The Buddhists say ‘like attracts like.’ I know too many people who look like their pets not to believe them. It’s natural to move towards things we like and away from things we don’t, but these friendships based on physical similarity can be funnily unimaginative; a world of people basically looking to spend time with themselves – how unoriginal.
Before a drivers license friendships are based strictly on proximity. Pray you you grow up near a cool neighbor or least one with a pool. Then comes HighSchool where people size you up on the first day and that will be your identity and friend group for the next four years. You are a jock, skater, nerd, or headbanger; snide looks will herd you where you belong. Someone said to choose your friends for their looks and your enemies for their brains. I suggest foregoing enemies all together.
For me friendships are a mutual agreement that while we’re together, whether by proximity or interest, you have my back and I have yours.
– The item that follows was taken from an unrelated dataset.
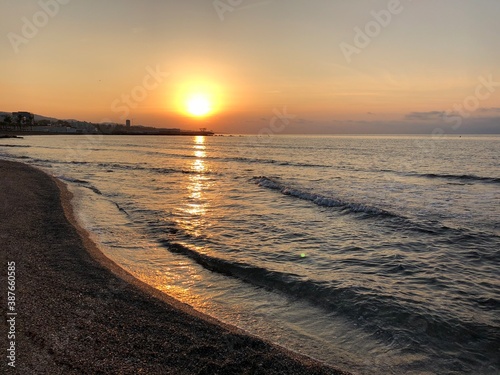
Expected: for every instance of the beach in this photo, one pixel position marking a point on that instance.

And unless you kick my dog (who looks like me) we will be friends forever.
It is a love of art that brings me together with my new friend Chaltin.
Chaltin wears a mustard-yellow coat, big sun-glasses, and dark long hair. In my memories she always wears this coat, but the image is apocryphal, she has several coats.
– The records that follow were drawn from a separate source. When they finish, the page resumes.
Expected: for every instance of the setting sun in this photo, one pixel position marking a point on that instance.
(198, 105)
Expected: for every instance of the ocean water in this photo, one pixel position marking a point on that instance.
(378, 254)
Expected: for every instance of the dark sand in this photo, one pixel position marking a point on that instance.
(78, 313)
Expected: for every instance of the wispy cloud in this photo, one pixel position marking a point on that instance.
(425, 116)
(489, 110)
Out of a sun-shower we run into the safety of the museum. She is dripping in thoughts, distant and aloof as a cool French movie. The ‘coolness’ though is broken easily with a laugh and we continue together thru the galleries pass the swashbuckling N.C.’s and up to Andrew’s secret Helga’s. It is early in our cultural adventures together and I’m so happy today to introduce her to the Brandywine River Museum.
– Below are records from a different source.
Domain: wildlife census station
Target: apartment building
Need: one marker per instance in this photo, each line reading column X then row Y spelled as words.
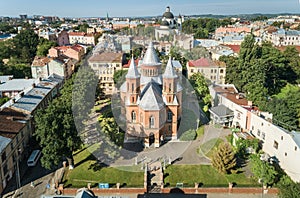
column 105, row 64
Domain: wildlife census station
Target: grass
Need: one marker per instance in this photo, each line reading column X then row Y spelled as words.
column 87, row 170
column 206, row 175
column 209, row 147
column 200, row 131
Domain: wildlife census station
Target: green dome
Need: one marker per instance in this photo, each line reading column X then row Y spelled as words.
column 168, row 15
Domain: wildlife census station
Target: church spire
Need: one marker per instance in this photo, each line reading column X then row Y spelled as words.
column 169, row 72
column 132, row 71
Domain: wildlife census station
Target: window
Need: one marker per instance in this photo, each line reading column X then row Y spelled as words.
column 170, row 114
column 275, row 145
column 3, row 157
column 151, row 119
column 133, row 116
Chaltin is a master egg tempera painter and computer programmer.
We meet in grad school and continue a long distance friendship after graduation. I think we recognize the only child in each other. We will see all the big art exhibits that come to town, one of our favorites being the Matisse Cut-Outs Exhibit at MOMA in 2015.
The goal of this blog, to see 101 operas, would never be possible without Chaltin’s friendship. Not even remotely possible.
I visit her new pad in Manhattan for the first time to see three amazing exhibits at the Metropolitan Museum of Art: Michelangelo’s drawings, a Hockney retrospective, and… I guess it was two amazing exhibits and one I don’t quite remember. It might have been Gauguin, but that seems impossible that one museum could have all three at once.
The Metropolitan Opera turns out to be not too far from her place so I disappear for two hours to see Pagliacci.
I ask her curiously one day, much later, when beginning this blog, “Why didn’t you see all the early operas with me?” She says, “I didn’t want to impose.” I say, “Impose? I just assumed you didn’t like opera.” We laugh. We could both probably learn to communicate better with each other.
Eventually we will see soooo many operas together, maybe even a 101.